The voice in her head was harrowing. Tanesa was already hurling herself past Emma and launching herself up the aisle at Hamza. He pushed her viciously to the side, with his eyes still fixed on Ibrahim. Tanesa whipped back around and jumped onto his back, reaching around to scratch his face. Hamza raised his pistol to try to shoot Tanesa over his shoulder.

Emma, sick with fear, legs like jelly, grabbed his wrist, falling in front of him in the process, but he never let go of that gun.

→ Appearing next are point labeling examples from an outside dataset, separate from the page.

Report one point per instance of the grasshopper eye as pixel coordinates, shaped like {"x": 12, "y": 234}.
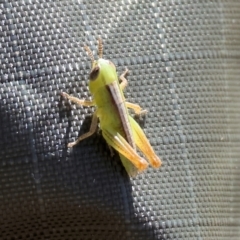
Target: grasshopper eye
{"x": 94, "y": 73}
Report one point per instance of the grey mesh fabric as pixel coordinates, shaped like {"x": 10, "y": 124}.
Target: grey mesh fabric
{"x": 184, "y": 62}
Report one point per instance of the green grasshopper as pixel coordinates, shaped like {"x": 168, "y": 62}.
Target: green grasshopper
{"x": 119, "y": 129}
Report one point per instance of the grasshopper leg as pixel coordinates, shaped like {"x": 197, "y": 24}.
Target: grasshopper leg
{"x": 118, "y": 142}
{"x": 144, "y": 145}
{"x": 92, "y": 130}
{"x": 124, "y": 81}
{"x": 82, "y": 102}
{"x": 136, "y": 108}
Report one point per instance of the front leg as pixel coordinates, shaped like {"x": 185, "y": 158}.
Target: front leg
{"x": 82, "y": 102}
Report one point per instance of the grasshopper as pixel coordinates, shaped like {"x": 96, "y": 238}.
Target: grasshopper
{"x": 119, "y": 129}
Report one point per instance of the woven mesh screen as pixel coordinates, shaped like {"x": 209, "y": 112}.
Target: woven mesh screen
{"x": 183, "y": 57}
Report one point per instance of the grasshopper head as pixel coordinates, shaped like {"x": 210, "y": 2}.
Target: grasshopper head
{"x": 103, "y": 71}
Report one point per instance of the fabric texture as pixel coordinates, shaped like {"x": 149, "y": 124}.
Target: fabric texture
{"x": 183, "y": 57}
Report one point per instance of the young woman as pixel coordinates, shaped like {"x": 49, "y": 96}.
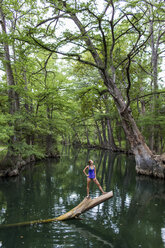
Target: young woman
{"x": 92, "y": 176}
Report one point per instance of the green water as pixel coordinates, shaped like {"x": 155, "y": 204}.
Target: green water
{"x": 134, "y": 217}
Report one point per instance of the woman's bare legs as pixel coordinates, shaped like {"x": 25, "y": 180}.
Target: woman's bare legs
{"x": 99, "y": 186}
{"x": 88, "y": 182}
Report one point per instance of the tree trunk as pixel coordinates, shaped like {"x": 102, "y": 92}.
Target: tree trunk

Hamza, with Tanesa still on his back, toppled onto Emma, the barrel grinding into her gut.

* * *

Hamza had not been spared in the initial barrage. He had simply gotten lucky at a horrible price: With the first shot, Kalisa Harris bolted for the front of the bus, 45 drawn from her calf holster. As she rose up onto the steps, she intercepted a round aimed at Hamza. She couldn’t have known who fired the bullet that cost her life — or whose worthless existence it had spared.

* * *

Lana felt the van’s leisurely motion. No sign of panic driving. In a voice that reflected that ease, she heard Ahmed speak in Arabic. A moment later the burlap sack was pulled off her head. A dome light burned in the back of the windowless van.

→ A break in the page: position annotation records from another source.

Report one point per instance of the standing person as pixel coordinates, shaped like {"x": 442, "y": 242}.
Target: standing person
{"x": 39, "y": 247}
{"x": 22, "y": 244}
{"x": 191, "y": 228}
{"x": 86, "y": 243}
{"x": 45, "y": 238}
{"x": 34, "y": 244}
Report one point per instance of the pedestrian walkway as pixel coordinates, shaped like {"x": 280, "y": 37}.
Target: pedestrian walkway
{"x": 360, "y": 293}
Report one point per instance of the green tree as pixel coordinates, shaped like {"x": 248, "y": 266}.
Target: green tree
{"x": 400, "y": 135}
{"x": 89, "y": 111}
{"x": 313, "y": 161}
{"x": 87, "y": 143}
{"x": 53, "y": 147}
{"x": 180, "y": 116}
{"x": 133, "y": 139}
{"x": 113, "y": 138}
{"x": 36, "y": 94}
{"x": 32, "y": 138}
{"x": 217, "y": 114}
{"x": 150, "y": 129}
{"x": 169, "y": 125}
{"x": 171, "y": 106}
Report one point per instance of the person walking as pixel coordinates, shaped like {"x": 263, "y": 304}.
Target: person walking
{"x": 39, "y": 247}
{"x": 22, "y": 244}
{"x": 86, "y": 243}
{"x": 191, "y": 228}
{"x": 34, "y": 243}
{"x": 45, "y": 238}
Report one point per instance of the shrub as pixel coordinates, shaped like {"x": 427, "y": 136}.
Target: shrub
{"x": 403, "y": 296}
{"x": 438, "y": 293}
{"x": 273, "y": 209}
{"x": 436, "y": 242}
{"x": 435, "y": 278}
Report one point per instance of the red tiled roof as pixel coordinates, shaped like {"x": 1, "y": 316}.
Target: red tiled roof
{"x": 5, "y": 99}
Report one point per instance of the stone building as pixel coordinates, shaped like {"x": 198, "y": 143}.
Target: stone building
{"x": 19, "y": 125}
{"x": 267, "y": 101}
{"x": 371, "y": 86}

She could have picked out Ahmed easily. His physical resemblance to Ruhi was unmistakable.

“Hello, Lana Elkins. It is so good to have your company.”

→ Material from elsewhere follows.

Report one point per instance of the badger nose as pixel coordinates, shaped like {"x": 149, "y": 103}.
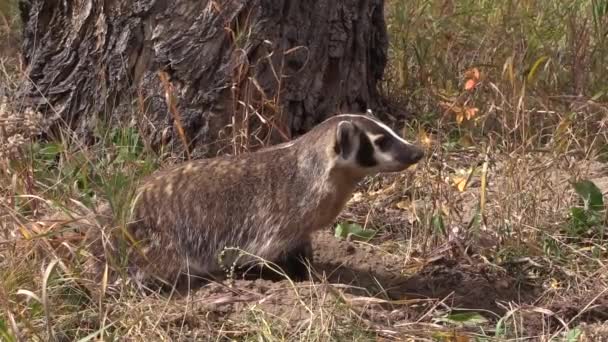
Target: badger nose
{"x": 416, "y": 154}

“You set us up. You ambushed us.” And killed a lot of good men. But she wouldn’t give him the satisfaction of hearing that from her lips.

“People die every day,” Ahmed replied airily. “Your country kills them; mine does, too.” He waved his hand as if her concerns were a trifle. “Now, we are taking you where we all want to go.”

That smile again.

“Where’s that?”

“Oh, you know where. So do you, cousin. Maybe not the exact address, but you know what you’ll be doing when you get there, don’t you? Making sure the attack on your country is not stopped in the final hours.” That comment was directed at Lana. “We know you are the brains of the operation. America is almost history now. But this attack has other targets and far greater goals. So you will cooperate. You will join forces with us. And if you don’t?” He shook his head. “That would be sad. But even if you think you can accept a painful death for yourself, rather than give us every last secret of your encryption and hacking experience, I doubt very much that you’ll be able to watch your daughter dismembered on streaming video. Our martyr has a special knife that he’s already used on her, I am told.”

Lana, though bound, tried to lunge at him. A man seized her.

“He hasn’t done anything serious to her,” Ahmed went on, “not yet. She even has her fingers and nose still. Just a cut on her neck and chin. But he’s a young man, our butcher, and a real animal. So get ready to share your expertise with us. You were always the one we wanted. My cousin?” Ahmed shrugged. “He has served his purpose, but blood runs thick, doesn’t it, Ruhi?”